We have a new house pet; he’s a bit unusual, not exactly what one would normally consider as a “house pet”. Lucio flew into the house sometime between Monday and Tuesday and has no plans (or so it seems) of returning outside. Lucio is a a lightning bug or firefly, depending on where you’re from.
I have always liked fireflies, although I had never seen one until I was almost eight years old; my grandmother had invited me on a cross-country journey and we were visiting some of her cousins in upstate New York, along Lake Erie. We had just gotten there from Boston and and we were sitting around eating roasted hotdogs after a heavy thunderstorm, when my attention was attracted by little flashes of light in the dusk. I was fascinated by what seemed to be fairies flitting around the yard.

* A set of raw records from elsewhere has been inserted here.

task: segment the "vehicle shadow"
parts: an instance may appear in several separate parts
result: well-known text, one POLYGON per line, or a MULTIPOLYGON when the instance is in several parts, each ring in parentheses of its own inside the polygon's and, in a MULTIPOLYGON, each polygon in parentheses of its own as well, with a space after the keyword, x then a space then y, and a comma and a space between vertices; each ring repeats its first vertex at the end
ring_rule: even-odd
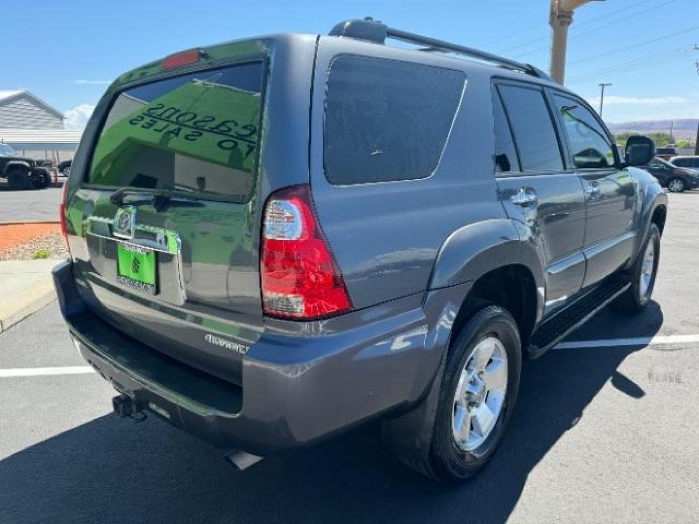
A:
MULTIPOLYGON (((634 322, 600 314, 609 328, 634 322)), ((655 304, 644 318, 636 336, 663 322, 655 304)), ((0 522, 505 522, 529 472, 605 384, 644 396, 617 370, 640 349, 554 349, 526 362, 500 449, 463 485, 405 469, 381 447, 375 425, 240 472, 152 416, 134 425, 106 415, 0 462, 0 522)))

When I found out they were actually “bugs” my innocent tomboy heart jumped with joy – bugs were something I understood and loved – and, after obtaining an empty jar with a lid, I set out to collect as many as I could catch. They were somewhat elusive and my total catch amounted to… zero.
I missed out on fireflies for the next 18 years, until I moved to Italy. There was a lovely park not too far away where my husband, his brother and his wife, and I would go walking in the evening. Imagine my delight when, as we sat toward the back of the park enjoying the fresh evening air, I noticed a series of flashing lights flitting here and there in the darkening sky. I had found a new colony of my old friends, and decided then and there that I would bring along a jar the next time we went to visit the park. A week later, I found myself gazing happily out the back window at the “fairy lights” flitting haphazardly around the apricot tree in our garden. I was transported back in time for about a month before they either found their way to other backyards or died (I hope it was the former, although fireflies only live a maximum of three months).
Fireflies are actually a type of beetle (not to be confused with the singing group, the Beatles); they are nocturnal and come in about 2,000 species, most of which are winged. The bright light produced by the males, a mechanism triggered to attract females, is a chemical reaction that requires approximately 97% of their body’s energy to produce. Each species has a distinct pattern to their blinking lights. I discovered the presence of Lucio because of his lightning-like blinks, one right after the other in the corner nearest the bedroom window. Since there was a thunderstorm going on at the time, I thought nothing of it until he flew over my head and blinked a couple more times. Definitely NOT lightning. When I awoke the following morning, Lucio was resting on my bedroom wall, about 3 feet above my head and I was able to get his photo. The photo on the right was provided by National Graphic.
It would seem that fireflies are not particularly worried by the presence of human beings; a week has passed since Lucio made his presence known to us. He’s not alone; there are now two, the second being named Lucia. They disappeared for a couple of days, but reappeared last night in tandem – one on the wall, while the other flitted around – and before I went to bed (right after I turned out the light) I was once again awarded with a natural sparkler display. This evening, while preparing dinner, I discovered where Lucio spends his days: he has been hiding in my basil plants. I also discovered that if you look closely enough, the blinking lights are quite visible even under a bright light bulb.
And speaking of bright lights, another new discovery—perhaps quite unknown—is that fireflies will follow the light. Lucio was resting on the refrigerator door (white), but when I turned off the light to go into another room, he followed me and flew right in when I turned on the light.
Fireflies are attracted by moist areas, which probably explains why I didn’t see too many of them in my childhood home in Southern California. My home here in Brooklyn has very high humidity, and it is a wonderful treat when summer comes, bringing with it a wonderland of “fairy lights”, inside and out.